As we reeled from the violation, a woman ran out from the park and said, “Come, water to clean.” Gratefully, we followed her. But there was no water. A man appeared with tissues to help us clean the crap; another man appeared from the bushes with a bottle of water. “Such nice people,” my wife said. And asked where they were from. “Portugal,” the woman replied.

But the poop spill was substantive, so we hopped a cab to go back to the apartment to get cleaned up. “Obrigado,” said my Goan wife in farewell to the threesome. But clearly they had no idea what it meant.

In the apartment, I discovered I had been pick-pocketed. Fast forward to when we recounted this to our friends. “Chechens,” they said. Despite my sheer despair at losing all my credit and debit cards, money, driver’s license and what have you, I could not help marveling at the slickness with which the threesome had diddled us.

As if that was not enough, thanks to my research on my phone, we chose a Basque restaurant for dinner. The street number suggested it was close to our apartment, so we walked. For miles, back to the center of town. It turned out to be an expensive retro restaurant. It was good as we ate the food and drank the Rose Merlot. But as my wife said in a conversation much later, after we were back in Delhi, “I don’t remember the food I ate.” 

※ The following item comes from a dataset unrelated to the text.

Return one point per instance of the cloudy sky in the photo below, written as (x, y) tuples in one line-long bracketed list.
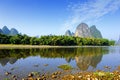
[(44, 17)]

Between the loss of my wallet and the fine dining experience, I could not help but feel the jabs of tetanus-shot disapproval from my wife and my daughter. Later, on the flight to Paris, as our plane bucked like a startled filly in a thunderstorm, I thought to tell my wife she should consider forgiveness. But she was fast asleep as I, the original white-knuckle flier, contemplated a fiery death, convinced the plane would crash, crippled by lightning and high winds.

Hasta la vista, Barcelona!


This appeared on Capital Letter, The Times of India Blogs on October 11, 2011.

1 comment:

Suresh Hathiwala said...

I think the relief from the pain was from rest and not the drink as you may wish to believe!